Las críticas de Carlos Cuesta: Vidas pequeñas

Entretenida película del argentino Enrique Gabriel que nos acerca una típica película de vidas cruzadas con muchos protagonistas que comparten varias puntos en común: son personas de condición humilde o venidas a menos que habitan en un camping junto a una urbanización de más postín.
El hilo conductor o el motivo para acercarnos a ellos es el fracaso de una galerista y diseñadora de moda interpretada por Ana Fernández que se ve obligada a cerrar su negocio y ve como los acreedores le persiguen, las tarjetas se le cancelan y sus propiedades se las embargan. Acude a su madre en busca de ayuda, pero la condescendencia que recibe en el trato hace que el orgullo pueda más y se busque la vida por su cuenta.
Termina por emborracharse en el bar de un centro comercial donde conoce a un artista de calle (Roberto Enriquez) que la conduce hasta el camping, allí sufrirá un contraste con la buena vida que ha vivido hasta ahora y se escandalizará de las condiciones de vida de unas personas que en principio le parecerán grotescas y a las que se irá acercando poco a poco.
Divertidos diálogos de unos personajes que interpretan bien una historia tópica y de desarrollo previsible pero que consigue despertar las risas en muchas ocasiones, en una producción que no se hace nada pesada y permite joyitas como la interpretación de Emilio Gutiérrez Caba y Ángela Molina (que si no son pareja en la serie Gran reserva, aquí son incluso un matrimonio desavenido). Algunos de los textos más mordientes les corresponden a ellos.
Los personajes son bastante curiosos, una madre soltera depiladora que se ve obligada a trasladarse a una caravana y esconde a la gente que vive allí, padece el trauma de una niña que no da un palo al agua pero se queja de la dureza de la vida mientras ella soporta su soledad (Alicia Borrachero hace un buen papel); una charcutera harta de los chanchullos de un marido manirroto; una familia de feriantes; un dramaturgo venido a menos casado con una periodista que escriba artículas y libros sobre cómo conseguir la felicidad pero que no puede ser feliz; un transportista en continuo piquete; un cantante de variedades ruso que pasea solitario con su perro; un artista de calle que se sienta a hacer figuradamente sus necesidades mientras lee un periódico sentado retrete de color morado.
Una buena colección de interpretaciones de actores bien conocidos del cine español que flojea en lo ingenuo de la trama y en los repetidos intentos de la modista y el artista de hacernos partícipes de unos excesivamente diálogos grandilocuentes.
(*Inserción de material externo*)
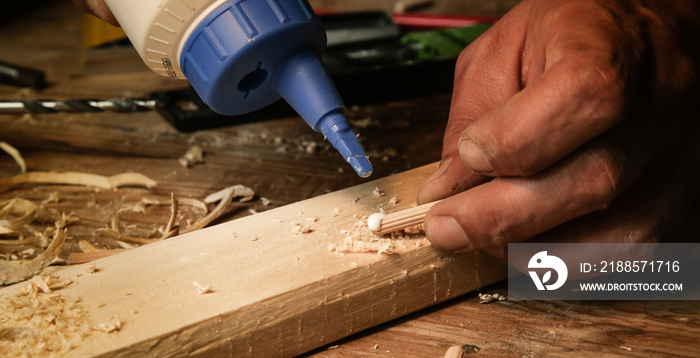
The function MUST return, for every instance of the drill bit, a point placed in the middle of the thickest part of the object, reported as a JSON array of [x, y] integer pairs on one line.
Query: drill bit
[[77, 105]]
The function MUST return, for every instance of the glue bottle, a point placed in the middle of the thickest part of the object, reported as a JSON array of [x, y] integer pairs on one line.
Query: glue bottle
[[242, 55]]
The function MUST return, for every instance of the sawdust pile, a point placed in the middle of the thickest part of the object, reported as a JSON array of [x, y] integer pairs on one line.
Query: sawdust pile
[[40, 322], [360, 239]]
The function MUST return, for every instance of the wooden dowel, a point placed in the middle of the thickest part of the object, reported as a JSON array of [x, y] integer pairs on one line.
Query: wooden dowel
[[398, 220]]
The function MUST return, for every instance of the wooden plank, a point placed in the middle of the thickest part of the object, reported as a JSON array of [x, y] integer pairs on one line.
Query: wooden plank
[[274, 292]]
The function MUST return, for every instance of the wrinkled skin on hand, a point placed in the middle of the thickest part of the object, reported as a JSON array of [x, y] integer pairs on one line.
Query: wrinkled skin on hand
[[97, 8], [573, 121]]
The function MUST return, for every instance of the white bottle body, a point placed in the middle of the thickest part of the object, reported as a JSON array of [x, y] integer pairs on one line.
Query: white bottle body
[[158, 29]]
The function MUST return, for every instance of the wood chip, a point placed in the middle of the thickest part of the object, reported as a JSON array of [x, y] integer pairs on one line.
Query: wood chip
[[201, 289], [40, 322], [13, 272], [113, 325], [77, 178], [488, 298]]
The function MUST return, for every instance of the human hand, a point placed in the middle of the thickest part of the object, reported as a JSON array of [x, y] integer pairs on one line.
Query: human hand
[[97, 8], [585, 114]]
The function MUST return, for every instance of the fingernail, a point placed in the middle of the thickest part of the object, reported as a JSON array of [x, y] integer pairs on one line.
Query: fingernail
[[446, 233], [474, 157], [440, 170]]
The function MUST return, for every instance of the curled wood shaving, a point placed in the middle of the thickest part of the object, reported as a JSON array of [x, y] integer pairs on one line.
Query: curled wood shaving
[[40, 322], [13, 272], [25, 208], [193, 156], [77, 178], [246, 194], [14, 153], [224, 197]]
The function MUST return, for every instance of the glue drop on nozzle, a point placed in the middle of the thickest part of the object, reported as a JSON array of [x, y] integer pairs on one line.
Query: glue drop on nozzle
[[242, 55]]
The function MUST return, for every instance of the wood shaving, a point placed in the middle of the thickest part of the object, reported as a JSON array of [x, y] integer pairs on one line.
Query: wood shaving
[[11, 208], [52, 199], [201, 289], [77, 178], [14, 153], [193, 156], [360, 239], [488, 298], [114, 325], [13, 272], [224, 197], [242, 191], [87, 246], [40, 322]]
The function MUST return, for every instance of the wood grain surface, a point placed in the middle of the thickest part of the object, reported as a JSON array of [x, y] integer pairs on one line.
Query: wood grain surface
[[400, 135]]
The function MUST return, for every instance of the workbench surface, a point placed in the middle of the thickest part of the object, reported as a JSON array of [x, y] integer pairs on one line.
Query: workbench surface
[[284, 161]]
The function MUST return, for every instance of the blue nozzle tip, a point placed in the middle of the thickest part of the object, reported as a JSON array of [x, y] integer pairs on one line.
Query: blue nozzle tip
[[336, 129], [361, 165]]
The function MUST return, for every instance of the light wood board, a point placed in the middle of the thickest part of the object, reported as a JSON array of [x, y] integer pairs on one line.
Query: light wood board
[[275, 293]]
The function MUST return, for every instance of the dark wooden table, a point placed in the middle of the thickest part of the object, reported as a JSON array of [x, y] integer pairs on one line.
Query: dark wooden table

Ana Fernández, yo no sé si con motivo de un redoblaje, o de qué, no parece ni siquiera natural cuando interpreta en muchas ocasiones, y Enríquez es desigual en el nivel de una interpretación que en algunas ocasiones tiene momentos aprovechables.
Cine sin complicaciones, para echarse unas risas y disfrutar un poco con una historia que no trascenderá pero que puede servirnos para pasar un rato entretenido, que digo yo que para eso es el cine.